Ancora una volta viene ribadito che i gestori delle spiagge devono essere oggetto di una procedura di selezione trasparente e quindi attraverso bandi pubblici.
"Le concessioni di occupazione delle spiagge italiane non possono essere rinnovate automaticamente ma devono essere oggetto di una procedura di selezione imparziale e trasparente" scrive la Corte di Giustizia dell'Unione europea pronunciandosi sul ricorso dell'Autorità garante della concorrenza contro il Comune di Ginosa (Taranto).
"I giudici nazionali e le autorità amministrative sono tenuti ad applicare le norme pertinenti di diritto dell'Unione, disapplicando le disposizioni di diritto nazionale non conformi alle stesse", affermano invece i giudici di Lussemburgo.
LA DIRETTIVA EUROPEA
E’ chiaro il riferimento alla direttiva Bolkestein.In base a questa direttiva, per l'assegnazione di concessioni di occupazione del demanio marittimo, gli Stati membri devono applicare una procedura di selezione tra i candidati potenziali qualora il numero di autorizzazioni disponibili per una determinata attività sia limitato per via della scarsità delle risorse naturali.

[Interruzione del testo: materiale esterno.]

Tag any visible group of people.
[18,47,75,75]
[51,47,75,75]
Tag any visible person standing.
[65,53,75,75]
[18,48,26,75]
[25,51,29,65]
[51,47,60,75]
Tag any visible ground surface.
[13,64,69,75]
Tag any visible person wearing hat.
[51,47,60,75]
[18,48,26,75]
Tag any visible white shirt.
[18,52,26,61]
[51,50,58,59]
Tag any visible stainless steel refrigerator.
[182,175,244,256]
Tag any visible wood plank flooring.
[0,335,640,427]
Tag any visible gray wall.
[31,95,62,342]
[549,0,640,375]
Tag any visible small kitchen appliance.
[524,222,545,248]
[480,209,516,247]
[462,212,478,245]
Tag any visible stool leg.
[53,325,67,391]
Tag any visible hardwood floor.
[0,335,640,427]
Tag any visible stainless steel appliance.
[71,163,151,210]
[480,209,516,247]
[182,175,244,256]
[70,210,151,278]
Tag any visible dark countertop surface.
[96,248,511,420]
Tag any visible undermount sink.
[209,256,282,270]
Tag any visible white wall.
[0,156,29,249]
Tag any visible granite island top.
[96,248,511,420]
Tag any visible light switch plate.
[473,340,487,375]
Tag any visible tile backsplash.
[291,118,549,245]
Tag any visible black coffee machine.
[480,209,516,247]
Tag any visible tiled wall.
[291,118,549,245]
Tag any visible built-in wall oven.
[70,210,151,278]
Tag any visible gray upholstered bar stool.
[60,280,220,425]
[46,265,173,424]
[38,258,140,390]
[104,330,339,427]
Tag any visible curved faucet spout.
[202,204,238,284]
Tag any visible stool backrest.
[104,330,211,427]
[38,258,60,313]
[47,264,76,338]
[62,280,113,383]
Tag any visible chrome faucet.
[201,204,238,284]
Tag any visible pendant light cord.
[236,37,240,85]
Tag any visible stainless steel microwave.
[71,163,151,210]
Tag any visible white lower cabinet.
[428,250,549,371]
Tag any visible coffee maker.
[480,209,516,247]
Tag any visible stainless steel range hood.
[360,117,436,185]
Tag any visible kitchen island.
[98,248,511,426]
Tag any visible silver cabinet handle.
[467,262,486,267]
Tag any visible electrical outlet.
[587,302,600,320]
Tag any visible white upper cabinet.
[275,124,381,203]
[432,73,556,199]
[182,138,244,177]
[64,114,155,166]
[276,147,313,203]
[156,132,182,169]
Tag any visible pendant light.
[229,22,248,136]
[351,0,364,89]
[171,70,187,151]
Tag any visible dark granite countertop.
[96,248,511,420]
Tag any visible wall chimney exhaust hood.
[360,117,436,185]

L'autorizzazione è rilasciata per una durata limitata adeguata e non può prevedere la procedura di rinnovo automatico.
I RINNOVI ILLEGITTIMI
Nonostante questo, l’Italia non ha mai applicato la direttiva Bolkestein.Addirittura una legge del 2018 (legge 145, “Bilancio di previsione dello Stato per l'anno finanziario 2019 e bilancio pluriennale per il triennio 2019-2021”) ha previsto che le concessioni in essere fossero prorogate fino al 31 dicembre 2033, e nel frattempo mettere in piedi una riforma delle concessioni.
Rinnovi annullati.E anche quando il governo Meloni ha prorogato di un anno, fino alla fine del 2024, tali concessioni è intervenuto il Consiglio di Stato ad annullare tutto.
I LIDI STABIESI
Sarà l’ultima estate prima del rinnovo delle concessioni sul litorale di Pozzano, a Castellammare di Stabia.
Le concessioni balneari scadranno a fine 2023 e il Comune dovrà prevedere un bando pubblico per assegnarle di nuovo stando a quanto sostenuto dalla Corte Europea.Ma si attende l’orientamento del governo.
Sul litorale di Castellammare di Stabia, nella zona di Pozzano, sono otto le concessioni da rinnovare: La Limpida, Lo Scoglio, Garden Beach, Bagno Elena, Bagno Conte, Lido Moderno, Stone Beach, Famous Beach.Stesso discorso anche per il litorale di confine con Vico Equense e quindi con il più noto Bikini, ma di quest’ultimo se ne dovrà occupare il comune vicano.